ZBA chairman forced to step down from hearing
By THOMAS P. CALDWELL, LACONIA DAILY SUN
GILFORD — The chairman of the Gilford Zoning Board of Adjustment recused himself from hearing an appeal involving a family friend only after Attorney Jason Dennis demanded that he do so.
Board chairman Scott Davis maintained that he could impartially hear the appeal, despite his close connections with Andrew and Martina Howe.
Ryan and Koleen Crawford had filed the appeal, claiming that the Gilford Planning Board made an improper decision when it approved the Howes' site plan for farm-to-table events at their farm off Gunstock Hill Road.
Davis acknowledged having known the Howes for 40 years and being members with them in the Winnipesaukee Yacht Club; his children worked at the Howes’ farm stand; and Andrew Howe and Davis’ wife had attended high school together.
“But we have no business relationships that would cause me to be biased,” Davis said.
Resident Bill Seed took the microphone to say that even the appearance of a relationship should be enough for Davis to step down. Seed then submitted photographs of Davis vacationing with the Howes in Martinique and said, “This is a total disregard of your responsibilities to the board and the residents of Gilford.”
Davis cautioned, “If I step down, you’ll have only four members to vote on your request.” The Zoning Board’s vice chairman, Stephan Nix, did not attend the hearing.
“In the interests of propriety, I’ll make that request official,” said Dennis.

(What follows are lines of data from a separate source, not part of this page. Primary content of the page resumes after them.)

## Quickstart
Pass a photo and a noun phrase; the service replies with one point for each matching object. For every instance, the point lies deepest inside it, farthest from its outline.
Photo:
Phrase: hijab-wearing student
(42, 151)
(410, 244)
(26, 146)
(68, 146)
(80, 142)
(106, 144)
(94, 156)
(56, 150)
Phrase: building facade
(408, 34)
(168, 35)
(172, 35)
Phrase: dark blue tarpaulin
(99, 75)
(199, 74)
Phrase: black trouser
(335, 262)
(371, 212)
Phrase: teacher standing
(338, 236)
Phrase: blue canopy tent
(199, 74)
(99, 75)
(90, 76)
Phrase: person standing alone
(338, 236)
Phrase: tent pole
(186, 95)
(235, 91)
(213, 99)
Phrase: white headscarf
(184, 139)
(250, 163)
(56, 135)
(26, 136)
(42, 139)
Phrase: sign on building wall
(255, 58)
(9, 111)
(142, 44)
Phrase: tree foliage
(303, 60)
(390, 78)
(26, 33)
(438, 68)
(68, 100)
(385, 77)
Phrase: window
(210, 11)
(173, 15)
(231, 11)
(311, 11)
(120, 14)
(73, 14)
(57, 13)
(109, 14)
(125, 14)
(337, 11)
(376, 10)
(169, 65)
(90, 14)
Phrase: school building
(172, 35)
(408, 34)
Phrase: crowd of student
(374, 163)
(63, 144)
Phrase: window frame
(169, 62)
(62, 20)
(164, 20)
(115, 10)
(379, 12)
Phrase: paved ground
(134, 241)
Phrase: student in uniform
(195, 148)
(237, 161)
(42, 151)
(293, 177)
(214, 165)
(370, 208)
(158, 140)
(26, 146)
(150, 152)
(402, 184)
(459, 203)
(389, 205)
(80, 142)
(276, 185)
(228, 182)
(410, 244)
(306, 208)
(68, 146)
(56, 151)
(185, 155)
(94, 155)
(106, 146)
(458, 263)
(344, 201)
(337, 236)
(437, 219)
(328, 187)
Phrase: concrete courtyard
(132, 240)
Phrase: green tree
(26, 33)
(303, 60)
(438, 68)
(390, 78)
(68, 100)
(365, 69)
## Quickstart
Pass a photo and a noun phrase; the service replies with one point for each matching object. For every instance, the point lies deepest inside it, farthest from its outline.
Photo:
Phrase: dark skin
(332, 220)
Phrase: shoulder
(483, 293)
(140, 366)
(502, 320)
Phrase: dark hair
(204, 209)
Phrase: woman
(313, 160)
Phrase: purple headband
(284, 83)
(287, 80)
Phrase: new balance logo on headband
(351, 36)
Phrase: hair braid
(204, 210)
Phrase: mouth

With Bill Knightly assuming the chairman’s position for the hearing, Dennis argued that the Planning Board’s decision should be overturned because a mediated agreement between the Howes and abutter Monique Twomey did not address a Superior Court decision affirming that the town was misapplying the zoning ordinances in allowing agritourism activities in a residential district.
Twomey had brought the case to Belknap County Superior Court after the Zoning Board had allowed the Howes’ application for site plan review to go forward. After the town passed an ordinance to include agritourism in its definition of agriculture, presiding justice James O’Neill reaffirmed that the underlying discussions had been based on the definition of agriculture, which he said was unchanged by the revised definition.
Twomey also had appealed the town's decision favoring the Howes to the New Hampshire Supreme Court, which ordered mediation. That mediation settled issues between Twomey and the Howes, but Dennis argued that the same issues remain with other abutters, including his clients, the Crawfords.
Dennis said that, in filing the mediated agreement with the Supreme Court, Twomey and the Howes also filed a request to vacate the Superior Court decision, which he said proved that the lower court decision was still in effect.
Dennis said he had filed a motion with the Supreme Court to reaffirm that Superior Court decision.
Attorney Ethan Wood, representing the Howes, asked the Zoning Board to table the appeal until the Supreme Court issued its ruling.
“If they approve our motion, the use issue becomes moot,” he said.
The board agreed and continued the public hearing 4 p.m. on Dec. 19. If a court decision has not come down by then, members plan to continue the hearing to another date.